PHOTO: Bill and Carolyn Hiley in their Haberfield garden, which backs onto the disused army land. CREDIT: KATE GERAGHTY
Nobody in the neighbourhood remembers the exact date in 2003 when 1.9 hectares of disused army land was put to market in the heritage suburb of Haberfield, but they all remember that it was Mother’s Day. It was the mother of all Mother’s Days.
Sydney’s property market had started to twitch. The Block aired on television for the first time that year, auctions were turning in dizzying results and real estate had become a city obsession. The release of 21 undeveloped blocks within six kilometres of Sydney’s CBD, in a suburb known for its Federation homes, tidy gardens and friendly community, was cause for excitement. The most fashionable auctioneer of the day was recruited to run the sale and hundreds of bidders and stickybeaks turned out.

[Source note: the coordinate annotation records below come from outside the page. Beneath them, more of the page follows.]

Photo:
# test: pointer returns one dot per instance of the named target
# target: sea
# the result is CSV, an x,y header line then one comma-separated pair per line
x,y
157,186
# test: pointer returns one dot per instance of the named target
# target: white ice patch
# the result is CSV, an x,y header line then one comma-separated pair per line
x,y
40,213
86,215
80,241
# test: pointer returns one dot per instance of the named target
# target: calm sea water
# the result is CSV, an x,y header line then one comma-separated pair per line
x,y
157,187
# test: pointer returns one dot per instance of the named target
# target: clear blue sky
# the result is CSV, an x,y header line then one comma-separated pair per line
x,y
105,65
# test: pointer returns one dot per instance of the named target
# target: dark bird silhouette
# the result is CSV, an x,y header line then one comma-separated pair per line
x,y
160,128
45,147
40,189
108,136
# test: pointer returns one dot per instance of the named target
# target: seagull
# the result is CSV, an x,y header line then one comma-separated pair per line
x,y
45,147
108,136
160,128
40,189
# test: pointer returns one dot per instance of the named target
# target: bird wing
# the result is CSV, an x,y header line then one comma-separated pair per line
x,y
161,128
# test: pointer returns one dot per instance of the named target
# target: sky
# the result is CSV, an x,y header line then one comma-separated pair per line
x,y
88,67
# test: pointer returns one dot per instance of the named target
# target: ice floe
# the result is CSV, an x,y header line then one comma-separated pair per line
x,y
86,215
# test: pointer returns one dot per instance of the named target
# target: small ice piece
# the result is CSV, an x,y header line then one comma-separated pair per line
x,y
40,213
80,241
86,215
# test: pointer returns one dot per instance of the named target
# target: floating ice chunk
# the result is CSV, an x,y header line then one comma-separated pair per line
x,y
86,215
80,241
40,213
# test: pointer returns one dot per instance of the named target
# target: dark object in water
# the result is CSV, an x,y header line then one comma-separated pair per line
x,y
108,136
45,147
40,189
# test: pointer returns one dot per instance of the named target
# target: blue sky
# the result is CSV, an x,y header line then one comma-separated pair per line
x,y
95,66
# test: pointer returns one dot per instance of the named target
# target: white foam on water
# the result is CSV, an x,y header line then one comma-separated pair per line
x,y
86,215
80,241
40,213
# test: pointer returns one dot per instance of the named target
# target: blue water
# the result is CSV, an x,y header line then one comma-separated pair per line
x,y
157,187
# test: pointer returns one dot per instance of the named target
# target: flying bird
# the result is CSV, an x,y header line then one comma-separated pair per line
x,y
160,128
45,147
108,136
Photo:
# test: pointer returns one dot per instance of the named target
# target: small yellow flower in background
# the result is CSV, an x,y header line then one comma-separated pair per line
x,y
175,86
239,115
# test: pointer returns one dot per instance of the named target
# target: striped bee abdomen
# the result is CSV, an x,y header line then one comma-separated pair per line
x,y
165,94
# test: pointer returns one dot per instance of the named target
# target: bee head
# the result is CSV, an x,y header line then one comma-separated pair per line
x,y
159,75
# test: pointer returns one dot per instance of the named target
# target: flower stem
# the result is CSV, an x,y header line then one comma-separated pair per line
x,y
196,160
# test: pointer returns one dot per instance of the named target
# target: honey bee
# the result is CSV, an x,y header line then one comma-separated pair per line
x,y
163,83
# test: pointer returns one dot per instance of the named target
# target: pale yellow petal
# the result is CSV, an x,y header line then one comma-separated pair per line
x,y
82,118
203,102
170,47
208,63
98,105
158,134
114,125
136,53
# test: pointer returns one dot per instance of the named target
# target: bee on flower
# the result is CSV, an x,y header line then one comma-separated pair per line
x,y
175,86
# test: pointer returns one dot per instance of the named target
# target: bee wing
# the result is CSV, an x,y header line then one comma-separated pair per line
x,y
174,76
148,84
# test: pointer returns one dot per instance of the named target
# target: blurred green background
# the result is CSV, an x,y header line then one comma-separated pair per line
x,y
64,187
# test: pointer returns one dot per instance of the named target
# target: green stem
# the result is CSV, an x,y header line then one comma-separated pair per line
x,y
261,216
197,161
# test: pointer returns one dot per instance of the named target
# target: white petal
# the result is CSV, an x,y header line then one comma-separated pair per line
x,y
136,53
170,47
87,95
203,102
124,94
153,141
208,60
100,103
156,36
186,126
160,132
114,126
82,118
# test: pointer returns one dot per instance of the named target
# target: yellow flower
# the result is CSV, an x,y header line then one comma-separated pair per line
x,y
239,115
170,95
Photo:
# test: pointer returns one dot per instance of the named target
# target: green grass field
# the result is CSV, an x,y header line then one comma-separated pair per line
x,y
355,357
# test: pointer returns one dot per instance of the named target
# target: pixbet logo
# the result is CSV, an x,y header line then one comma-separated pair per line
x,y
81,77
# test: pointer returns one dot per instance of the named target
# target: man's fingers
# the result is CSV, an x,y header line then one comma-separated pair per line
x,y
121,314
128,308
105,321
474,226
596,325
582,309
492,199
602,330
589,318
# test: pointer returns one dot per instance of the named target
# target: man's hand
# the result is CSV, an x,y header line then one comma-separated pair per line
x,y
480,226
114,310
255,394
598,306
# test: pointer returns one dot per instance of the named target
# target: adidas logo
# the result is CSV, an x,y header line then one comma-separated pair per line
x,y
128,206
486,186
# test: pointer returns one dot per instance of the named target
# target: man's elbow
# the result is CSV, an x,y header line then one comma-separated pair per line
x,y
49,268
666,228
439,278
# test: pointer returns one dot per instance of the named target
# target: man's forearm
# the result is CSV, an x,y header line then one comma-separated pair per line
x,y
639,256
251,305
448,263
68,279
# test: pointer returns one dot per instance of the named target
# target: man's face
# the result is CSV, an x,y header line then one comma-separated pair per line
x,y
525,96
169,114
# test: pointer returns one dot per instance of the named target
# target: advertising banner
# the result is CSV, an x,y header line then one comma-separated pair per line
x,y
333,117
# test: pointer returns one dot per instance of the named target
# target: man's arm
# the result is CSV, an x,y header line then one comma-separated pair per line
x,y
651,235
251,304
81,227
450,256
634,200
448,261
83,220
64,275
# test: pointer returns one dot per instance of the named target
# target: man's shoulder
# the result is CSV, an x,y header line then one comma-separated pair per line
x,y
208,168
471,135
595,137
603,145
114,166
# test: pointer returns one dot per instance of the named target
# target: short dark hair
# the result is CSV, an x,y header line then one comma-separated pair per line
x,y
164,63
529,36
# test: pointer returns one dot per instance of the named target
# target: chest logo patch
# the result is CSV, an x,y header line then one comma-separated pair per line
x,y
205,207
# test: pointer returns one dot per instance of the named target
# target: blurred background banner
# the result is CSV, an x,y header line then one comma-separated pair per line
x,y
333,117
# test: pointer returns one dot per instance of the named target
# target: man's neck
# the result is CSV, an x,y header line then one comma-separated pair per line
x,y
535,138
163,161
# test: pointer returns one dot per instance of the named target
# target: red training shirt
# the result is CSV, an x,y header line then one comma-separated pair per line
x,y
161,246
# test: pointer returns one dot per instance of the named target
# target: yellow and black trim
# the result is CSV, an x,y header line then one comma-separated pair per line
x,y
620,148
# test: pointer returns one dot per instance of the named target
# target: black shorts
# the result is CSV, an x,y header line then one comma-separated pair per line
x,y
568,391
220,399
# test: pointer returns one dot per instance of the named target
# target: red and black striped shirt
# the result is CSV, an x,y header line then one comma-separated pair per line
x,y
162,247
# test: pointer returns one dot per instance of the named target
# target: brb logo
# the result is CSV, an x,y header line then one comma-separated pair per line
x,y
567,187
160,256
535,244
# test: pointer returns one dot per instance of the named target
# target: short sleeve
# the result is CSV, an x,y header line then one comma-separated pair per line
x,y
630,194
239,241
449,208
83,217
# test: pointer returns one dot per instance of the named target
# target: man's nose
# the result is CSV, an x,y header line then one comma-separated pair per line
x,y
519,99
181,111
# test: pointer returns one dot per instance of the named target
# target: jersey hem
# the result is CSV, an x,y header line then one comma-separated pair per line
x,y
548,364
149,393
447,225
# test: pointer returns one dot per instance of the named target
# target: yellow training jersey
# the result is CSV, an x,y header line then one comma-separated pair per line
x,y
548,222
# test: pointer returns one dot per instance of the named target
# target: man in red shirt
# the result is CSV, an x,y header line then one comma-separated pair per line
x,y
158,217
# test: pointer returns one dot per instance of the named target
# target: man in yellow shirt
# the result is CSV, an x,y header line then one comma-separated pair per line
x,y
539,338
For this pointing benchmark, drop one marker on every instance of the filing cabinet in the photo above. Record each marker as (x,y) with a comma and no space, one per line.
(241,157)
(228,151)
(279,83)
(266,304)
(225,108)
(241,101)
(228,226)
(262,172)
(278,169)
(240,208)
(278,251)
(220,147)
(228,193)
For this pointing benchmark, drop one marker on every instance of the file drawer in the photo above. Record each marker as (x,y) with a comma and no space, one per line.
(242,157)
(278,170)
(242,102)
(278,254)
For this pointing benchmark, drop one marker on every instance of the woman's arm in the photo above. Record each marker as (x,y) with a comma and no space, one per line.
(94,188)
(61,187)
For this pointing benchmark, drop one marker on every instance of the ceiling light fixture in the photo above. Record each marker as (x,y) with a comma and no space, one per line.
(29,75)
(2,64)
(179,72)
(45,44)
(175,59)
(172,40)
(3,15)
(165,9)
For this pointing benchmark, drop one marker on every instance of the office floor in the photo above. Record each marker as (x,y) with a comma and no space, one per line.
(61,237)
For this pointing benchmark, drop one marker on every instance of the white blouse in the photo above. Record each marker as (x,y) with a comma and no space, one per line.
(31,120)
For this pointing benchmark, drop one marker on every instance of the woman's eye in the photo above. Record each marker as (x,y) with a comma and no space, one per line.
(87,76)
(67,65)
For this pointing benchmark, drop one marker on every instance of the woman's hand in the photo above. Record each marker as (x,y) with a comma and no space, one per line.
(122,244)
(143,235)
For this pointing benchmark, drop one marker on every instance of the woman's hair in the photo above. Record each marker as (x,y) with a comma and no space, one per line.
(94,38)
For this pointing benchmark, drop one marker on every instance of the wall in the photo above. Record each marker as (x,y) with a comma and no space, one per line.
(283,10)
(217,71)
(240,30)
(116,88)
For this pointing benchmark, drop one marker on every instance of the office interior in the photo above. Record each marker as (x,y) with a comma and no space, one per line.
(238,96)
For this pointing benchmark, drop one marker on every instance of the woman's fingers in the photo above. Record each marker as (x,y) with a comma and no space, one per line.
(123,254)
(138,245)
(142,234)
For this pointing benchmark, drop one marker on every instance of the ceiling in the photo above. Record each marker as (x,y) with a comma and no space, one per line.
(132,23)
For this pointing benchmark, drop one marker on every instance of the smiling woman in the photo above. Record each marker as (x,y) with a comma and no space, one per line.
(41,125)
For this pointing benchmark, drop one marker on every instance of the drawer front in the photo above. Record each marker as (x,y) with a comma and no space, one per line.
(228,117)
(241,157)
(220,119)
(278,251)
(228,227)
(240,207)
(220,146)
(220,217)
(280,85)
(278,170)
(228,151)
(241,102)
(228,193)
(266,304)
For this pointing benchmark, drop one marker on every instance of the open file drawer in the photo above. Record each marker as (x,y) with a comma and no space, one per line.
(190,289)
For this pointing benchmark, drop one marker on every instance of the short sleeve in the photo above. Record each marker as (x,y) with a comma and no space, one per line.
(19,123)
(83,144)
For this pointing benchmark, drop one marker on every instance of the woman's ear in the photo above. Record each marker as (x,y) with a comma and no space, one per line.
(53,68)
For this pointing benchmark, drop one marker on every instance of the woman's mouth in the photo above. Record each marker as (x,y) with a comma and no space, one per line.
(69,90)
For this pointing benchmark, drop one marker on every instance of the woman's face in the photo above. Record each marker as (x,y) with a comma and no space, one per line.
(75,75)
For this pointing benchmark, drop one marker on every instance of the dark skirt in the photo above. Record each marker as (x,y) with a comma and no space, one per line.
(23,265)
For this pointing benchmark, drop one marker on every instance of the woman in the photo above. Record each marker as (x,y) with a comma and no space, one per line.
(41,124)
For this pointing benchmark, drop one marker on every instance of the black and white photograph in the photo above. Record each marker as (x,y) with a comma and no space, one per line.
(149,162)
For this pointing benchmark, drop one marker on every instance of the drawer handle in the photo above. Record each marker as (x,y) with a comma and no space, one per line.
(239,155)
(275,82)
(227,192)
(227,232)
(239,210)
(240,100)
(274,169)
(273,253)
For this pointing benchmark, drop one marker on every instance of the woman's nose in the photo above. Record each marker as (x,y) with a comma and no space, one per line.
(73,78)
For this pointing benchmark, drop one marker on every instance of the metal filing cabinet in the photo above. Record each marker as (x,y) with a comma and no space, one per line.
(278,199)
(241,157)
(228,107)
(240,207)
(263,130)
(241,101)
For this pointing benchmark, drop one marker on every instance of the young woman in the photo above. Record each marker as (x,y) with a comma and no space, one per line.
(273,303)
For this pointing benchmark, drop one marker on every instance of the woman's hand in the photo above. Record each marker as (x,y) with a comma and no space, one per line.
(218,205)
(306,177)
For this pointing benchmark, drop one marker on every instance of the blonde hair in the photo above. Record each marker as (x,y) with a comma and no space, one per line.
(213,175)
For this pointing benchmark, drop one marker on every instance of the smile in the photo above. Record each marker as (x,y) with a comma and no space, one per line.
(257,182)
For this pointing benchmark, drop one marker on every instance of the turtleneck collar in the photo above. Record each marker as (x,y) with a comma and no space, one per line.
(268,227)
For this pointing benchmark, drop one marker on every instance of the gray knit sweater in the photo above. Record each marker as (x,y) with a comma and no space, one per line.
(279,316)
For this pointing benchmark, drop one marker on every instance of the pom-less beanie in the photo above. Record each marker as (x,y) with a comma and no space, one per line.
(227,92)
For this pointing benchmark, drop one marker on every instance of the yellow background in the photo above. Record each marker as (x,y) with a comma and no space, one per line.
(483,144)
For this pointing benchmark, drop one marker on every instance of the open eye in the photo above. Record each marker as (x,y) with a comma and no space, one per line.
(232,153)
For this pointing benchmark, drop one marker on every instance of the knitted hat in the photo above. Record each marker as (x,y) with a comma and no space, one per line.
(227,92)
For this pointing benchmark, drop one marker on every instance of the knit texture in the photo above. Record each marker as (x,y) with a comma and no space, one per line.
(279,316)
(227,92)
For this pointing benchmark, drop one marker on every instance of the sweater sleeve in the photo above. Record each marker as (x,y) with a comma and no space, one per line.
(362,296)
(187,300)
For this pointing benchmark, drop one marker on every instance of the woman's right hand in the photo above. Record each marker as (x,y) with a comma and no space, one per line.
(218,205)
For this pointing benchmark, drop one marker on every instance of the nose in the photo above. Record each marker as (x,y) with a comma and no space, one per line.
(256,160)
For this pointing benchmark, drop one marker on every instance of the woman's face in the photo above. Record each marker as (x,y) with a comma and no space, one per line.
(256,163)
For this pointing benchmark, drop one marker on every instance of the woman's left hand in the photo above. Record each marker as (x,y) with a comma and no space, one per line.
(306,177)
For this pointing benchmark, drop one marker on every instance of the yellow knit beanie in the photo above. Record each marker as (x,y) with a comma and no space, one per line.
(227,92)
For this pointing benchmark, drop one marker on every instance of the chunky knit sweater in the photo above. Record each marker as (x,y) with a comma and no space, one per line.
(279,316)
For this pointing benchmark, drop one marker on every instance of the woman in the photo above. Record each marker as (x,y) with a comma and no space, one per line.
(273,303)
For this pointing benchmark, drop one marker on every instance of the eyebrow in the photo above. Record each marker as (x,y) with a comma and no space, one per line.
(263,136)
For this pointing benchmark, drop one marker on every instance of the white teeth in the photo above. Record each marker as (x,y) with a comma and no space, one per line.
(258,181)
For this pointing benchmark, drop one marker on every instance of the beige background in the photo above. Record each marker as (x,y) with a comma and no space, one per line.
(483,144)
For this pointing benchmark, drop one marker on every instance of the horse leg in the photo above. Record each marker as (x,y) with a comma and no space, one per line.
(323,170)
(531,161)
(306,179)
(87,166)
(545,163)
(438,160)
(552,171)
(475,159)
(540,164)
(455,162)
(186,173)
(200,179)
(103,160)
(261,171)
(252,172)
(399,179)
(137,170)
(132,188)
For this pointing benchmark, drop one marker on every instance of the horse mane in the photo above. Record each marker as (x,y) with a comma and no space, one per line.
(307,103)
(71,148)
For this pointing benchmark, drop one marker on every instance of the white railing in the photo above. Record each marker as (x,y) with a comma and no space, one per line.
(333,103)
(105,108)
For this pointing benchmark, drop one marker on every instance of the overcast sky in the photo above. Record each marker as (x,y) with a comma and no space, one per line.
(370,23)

By the day’s end, the Australian Defence Department had raked in $18 million.
Eighteen years later, the land remains dormant, overgrown with grass and soggy after rain, and all but four of the buyers have rescinded their offers.
Carolyn Hiley, whose house backed onto the site, popped over the back fence with her husband and extended family, who were in town for her mother’s 80th birthday. As each lot disappeared under the hammer, her brother from Wagga Wagga noted the prices with incredulity. Prices ranged from $742,000 for a 530sqm lot to $1.151 million for a 1046sqm lot, which was bought by the then recently retired NSW police minister Paul Whelan.
“My brother said, ‘Jeez, I think I’ll be subdividing my paddocks and selling off the blocks,’ ” Mrs Hiley says.